We have found that many of our clients this time around are experiencing what we have coined ”Furlough Fatigue” Employees that have not been selected for furlough are unhappy they cannot have the time off work. Realistically, if you can stay at home and not work but receive 80% of your usual pay then that is quite appealing to many.
However, this has been very surprising to us. If you are not on furlough it is probably more likely your job is secure for the future so we question why people would want to be chosen for furlough! With so many redundancies being made, we would have thought job security would be peoples top priority.
However, when we actually think of the reasons why people would want to be selected for furlough, there could be many.

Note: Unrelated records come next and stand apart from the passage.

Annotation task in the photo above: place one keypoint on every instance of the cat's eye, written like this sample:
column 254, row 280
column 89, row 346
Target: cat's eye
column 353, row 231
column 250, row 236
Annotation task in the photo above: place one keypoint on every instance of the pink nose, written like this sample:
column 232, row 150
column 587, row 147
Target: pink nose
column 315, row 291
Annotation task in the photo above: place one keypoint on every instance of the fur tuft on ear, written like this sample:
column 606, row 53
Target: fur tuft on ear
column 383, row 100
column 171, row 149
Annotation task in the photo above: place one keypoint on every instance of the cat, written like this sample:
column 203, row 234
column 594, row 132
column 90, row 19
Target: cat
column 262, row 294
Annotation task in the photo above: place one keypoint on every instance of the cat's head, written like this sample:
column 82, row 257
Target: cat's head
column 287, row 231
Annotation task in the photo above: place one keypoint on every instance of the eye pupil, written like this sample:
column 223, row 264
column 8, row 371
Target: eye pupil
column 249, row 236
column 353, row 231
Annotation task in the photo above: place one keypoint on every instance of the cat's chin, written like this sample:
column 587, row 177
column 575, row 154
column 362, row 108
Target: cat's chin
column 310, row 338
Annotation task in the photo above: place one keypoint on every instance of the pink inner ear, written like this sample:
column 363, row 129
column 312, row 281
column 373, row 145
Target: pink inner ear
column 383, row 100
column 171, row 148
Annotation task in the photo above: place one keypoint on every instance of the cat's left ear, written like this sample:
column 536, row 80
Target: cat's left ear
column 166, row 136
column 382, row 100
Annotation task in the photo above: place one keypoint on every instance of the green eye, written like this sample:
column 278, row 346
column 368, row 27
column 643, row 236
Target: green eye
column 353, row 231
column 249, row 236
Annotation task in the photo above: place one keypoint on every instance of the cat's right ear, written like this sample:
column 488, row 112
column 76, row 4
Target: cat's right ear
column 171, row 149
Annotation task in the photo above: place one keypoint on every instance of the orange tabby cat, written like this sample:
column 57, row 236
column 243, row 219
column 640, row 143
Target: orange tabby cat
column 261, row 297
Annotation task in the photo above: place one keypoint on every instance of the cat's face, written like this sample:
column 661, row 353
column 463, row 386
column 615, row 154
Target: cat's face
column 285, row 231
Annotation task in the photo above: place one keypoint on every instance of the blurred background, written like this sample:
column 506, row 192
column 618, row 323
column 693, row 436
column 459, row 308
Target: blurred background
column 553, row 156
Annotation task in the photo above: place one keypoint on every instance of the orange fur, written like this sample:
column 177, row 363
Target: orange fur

Perhaps, it comes down to peoples characters, some need to work for their own mental health and wellbeing. Other people do not require that input and motivation from being at work.
Other considerations could be financial, if an employee is fairly well off they may not need 100% of their pay and therefore see furlough as a bit of a treat! Others, perhaps with young families, require all the money they can get so would not want to be furloughed.
Of course there are medical considerations too, some people would like to be furloughed if they or a family member have an underlying health condition purely to keep them safe.
It has certainly been interesting to Lawgistics over the past few months how many issues we have dealt with where employees do not want to return from furlough. This alongside employees being very unhappy they have not been chosen for furlough has definitely surprised us. It seems logical that people want a job and want to work, especially at a time like this with large amounts of redundancies but the thought process behind furlough, for some employees, is clearly a lot more complicated than that.